Q: How would we name foreign keys if there are two going to the same table?

A: Imagine having a "users" table with two columns "child_user_id" and "parent_user_id", both referencing "users". The foreign keys on such columns could simply be named "child" and "parent".

2 comments

> Too bad they were not invented until SQL-89, and could thus not be considered when the JOIN syntax we all know was designed and formalized by ANSI in SQL-86.

TIL!

> After renaming the foreign keys

The idea about using FK as a JOIN target is interesting. While developing a syntax for PostgREST resource embedding[1], I also reached the conclusion that FKs would be a convenient way to join tables(also suggested renaming them as you do here).

IIRC, self joins are still an issue with FK joining.

[1]: https://postgrest.org/en/v7.0.0/api.html#embedding-disambigu...

Hi Steve,

Many thanks for making PostgREST, I'm using it for all my projects!

I'm trying to understand the problem you see with self joins. Why would it be a problem? At the end of my comment, I gave an example with a users table, for such a table, an expression such as "FROM users JOIN users->parent" would join-in users two times, but two different rows of users, since "users->parent" would follow the foreign key "parent".

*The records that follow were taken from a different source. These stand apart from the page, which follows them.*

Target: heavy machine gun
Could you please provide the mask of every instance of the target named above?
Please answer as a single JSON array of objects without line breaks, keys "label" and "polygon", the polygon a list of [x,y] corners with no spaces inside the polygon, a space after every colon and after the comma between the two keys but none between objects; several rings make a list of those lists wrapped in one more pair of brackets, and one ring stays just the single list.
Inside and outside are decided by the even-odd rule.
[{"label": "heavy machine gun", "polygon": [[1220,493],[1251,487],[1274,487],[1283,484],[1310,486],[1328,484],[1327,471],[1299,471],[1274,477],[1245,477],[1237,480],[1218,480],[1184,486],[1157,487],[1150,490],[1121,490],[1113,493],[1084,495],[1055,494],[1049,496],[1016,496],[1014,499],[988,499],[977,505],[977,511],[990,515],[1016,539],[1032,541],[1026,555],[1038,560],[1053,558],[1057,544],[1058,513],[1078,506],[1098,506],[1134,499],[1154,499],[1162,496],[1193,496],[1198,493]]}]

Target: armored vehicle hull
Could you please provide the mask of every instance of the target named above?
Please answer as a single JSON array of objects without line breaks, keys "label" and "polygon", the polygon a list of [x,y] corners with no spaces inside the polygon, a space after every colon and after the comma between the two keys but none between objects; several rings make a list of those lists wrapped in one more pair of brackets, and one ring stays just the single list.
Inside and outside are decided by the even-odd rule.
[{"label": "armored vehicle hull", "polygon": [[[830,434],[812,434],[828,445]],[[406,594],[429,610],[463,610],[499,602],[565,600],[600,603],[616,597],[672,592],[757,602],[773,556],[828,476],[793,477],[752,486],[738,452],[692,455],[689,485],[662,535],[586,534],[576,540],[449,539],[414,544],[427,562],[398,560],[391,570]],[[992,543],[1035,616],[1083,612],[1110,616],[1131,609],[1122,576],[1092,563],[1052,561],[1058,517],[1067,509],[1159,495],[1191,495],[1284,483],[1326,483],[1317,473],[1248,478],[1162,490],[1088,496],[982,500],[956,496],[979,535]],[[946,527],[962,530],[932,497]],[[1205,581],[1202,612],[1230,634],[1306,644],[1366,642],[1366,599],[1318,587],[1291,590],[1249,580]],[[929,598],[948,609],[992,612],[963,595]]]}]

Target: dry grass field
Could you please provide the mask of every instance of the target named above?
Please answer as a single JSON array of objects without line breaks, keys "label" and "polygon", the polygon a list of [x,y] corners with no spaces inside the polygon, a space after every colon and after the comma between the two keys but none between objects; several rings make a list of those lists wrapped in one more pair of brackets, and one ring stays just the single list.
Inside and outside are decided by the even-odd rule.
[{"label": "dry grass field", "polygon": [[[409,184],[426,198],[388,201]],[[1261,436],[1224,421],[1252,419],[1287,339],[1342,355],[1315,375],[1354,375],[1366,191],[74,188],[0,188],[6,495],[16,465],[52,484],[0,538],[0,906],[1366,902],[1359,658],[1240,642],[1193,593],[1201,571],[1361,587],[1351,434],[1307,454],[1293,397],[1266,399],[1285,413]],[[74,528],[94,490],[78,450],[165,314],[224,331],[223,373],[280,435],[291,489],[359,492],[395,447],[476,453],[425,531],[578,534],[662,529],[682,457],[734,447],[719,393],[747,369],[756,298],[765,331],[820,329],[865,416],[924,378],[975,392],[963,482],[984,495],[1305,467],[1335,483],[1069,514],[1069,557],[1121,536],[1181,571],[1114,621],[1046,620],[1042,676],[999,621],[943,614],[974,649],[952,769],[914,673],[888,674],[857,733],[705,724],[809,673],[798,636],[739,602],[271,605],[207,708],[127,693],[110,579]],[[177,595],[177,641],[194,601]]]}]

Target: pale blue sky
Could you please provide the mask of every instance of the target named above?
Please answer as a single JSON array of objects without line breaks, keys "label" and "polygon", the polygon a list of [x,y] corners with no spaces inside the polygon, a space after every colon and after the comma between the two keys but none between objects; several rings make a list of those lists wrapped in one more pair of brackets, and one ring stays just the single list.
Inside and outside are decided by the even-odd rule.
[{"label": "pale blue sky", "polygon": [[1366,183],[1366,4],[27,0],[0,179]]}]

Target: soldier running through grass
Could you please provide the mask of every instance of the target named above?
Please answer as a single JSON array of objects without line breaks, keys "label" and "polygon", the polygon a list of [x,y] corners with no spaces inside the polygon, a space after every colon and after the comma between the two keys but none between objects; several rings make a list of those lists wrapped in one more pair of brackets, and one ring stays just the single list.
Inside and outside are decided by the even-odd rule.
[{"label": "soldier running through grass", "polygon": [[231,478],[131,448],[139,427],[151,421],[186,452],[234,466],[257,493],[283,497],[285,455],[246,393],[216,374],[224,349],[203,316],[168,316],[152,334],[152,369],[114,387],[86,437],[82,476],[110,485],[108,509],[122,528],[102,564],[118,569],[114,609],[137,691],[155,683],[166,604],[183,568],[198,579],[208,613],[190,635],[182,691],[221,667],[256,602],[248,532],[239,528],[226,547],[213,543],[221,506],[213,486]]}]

You may be interested in the USING clause SQL-92 added for foreign keys where the referencing columns have the same name as the referenced columns: JOIN b USING (a_id). The only major RDBMS that doesn't support it is SQL Server afaik.
Yes, I know about USING, and you probably know about the one big issue it has; if you add a column name with the same name to some table included, then you get an error due to the ambiguity.

Example:

  SELECT
    language.name,
    COUNT(*)
  FROM rental
  JOIN customer USING (customer_id)
  JOIN address USING (address_id)
  JOIN city USING (city_id)
  JOIN country USING (country_id)
  JOIN inventory USING (inventory_id)
  JOIN film USING (film_id)
  JOIN language USING (language_id)
  WHERE country.country = 'Sweden'
  GROUP BY language.name
Works fine, but if we do

  ALTER TABLE rental ADD address_id integer;
Then we get

  ERROR:  common column name "address_id" appears more than once in left table
The foreign key based join approach doesn't suffer from this problem, since there which columns to join on is explicit and stable.